The SBIR/STTR grants are highly competitive and are designed to fund small businesses to develop innovative, high-risk technologies with the goal of increasing private sector commercialization into the marketplace.
In turn, DiscoveryBioMed has passed along valuable information to other Alabama small companies, including Blondin BioScience, Soluble Therapeutics, Endomimetics and other more nascent companies, to boost those startups chances of landing NIH funding as well.

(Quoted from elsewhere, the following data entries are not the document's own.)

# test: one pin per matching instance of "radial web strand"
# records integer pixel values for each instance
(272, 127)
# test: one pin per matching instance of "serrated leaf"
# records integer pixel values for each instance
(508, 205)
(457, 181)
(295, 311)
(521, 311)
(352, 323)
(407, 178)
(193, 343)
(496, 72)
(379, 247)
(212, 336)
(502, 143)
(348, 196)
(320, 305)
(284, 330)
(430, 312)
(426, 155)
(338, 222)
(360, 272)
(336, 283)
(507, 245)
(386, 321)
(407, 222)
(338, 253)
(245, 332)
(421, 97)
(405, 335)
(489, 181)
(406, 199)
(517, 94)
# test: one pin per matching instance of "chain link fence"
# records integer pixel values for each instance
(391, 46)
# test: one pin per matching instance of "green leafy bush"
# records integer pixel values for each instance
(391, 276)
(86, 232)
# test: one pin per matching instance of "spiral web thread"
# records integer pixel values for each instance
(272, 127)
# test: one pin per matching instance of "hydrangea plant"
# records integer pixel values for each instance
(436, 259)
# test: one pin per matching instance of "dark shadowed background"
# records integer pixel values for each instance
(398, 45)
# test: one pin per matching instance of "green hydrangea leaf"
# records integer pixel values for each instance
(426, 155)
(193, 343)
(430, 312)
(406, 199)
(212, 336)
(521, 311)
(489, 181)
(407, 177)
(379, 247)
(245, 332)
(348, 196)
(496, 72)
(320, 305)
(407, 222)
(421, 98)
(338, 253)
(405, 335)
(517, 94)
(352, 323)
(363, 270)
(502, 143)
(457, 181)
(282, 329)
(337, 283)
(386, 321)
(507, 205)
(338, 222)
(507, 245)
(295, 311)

Click here to read about Blondin BioScience’s SBIR success story.
“We are all doing good work and gaining on it,” said Schwiebert, DBM’s CEO and Chief Science Officer.
So, Alabama Launchpad was glad to help DiscoveryBioMed as it pursues a new SBIR submission by awarding the company a $5,000 grant through the Alabama (SBIR/STTR) Support Program’s Phase 0 Awards financial assistance to fund preliminary data.
That $5,000 award was perfect to test the company’s lead drug in diseased lung cells for lung diseases that are different than the original disease of interest, Schwiebert said.
He said DBM purchased normal and diseased human lung cells from commercial vendors for critical lead profiling experiments with this funding.
Schwiebert noted the preliminary data looks promising, and DBM has submitted its latest SBIR application with this Phase 0 assistance.
Now in its second year, the Alabama (SBIR/STTR) Support Program assists Alabama’s entrepreneurs and innovators in securing the non-dilutive federal funding that will help them develop and research the technology they hope to eventually take to market. Alabama Launchpad has awarded $55,000 in grants to help 11 businesses.
The program, along with the popular Alabama Launchpad Startup Competition, is one of the many ways that Alabama Launchpad is helping companies start, stay and grow in the state.
DiscoveryBioMed was among the early competitors in the very first Launchpad competition. Though the company was a semi-finalist and did not win funding, valuable lessons were learned to help in its launch, according to Schwiebert.
Schwiebert is an advocate of making sure startups are aware of Alabama Launchpad programs, including the SBIR assistance, whether for preliminary data or accounting compliance.
“This is useful for established companies with a track record of SBIR funding that wish to try something new or pivot an existing R&D program in a new direction,” Schwiebert said. “The financial bookkeeping assistance award type is also helpful to new companies that do not yet have those mechanisms in place.”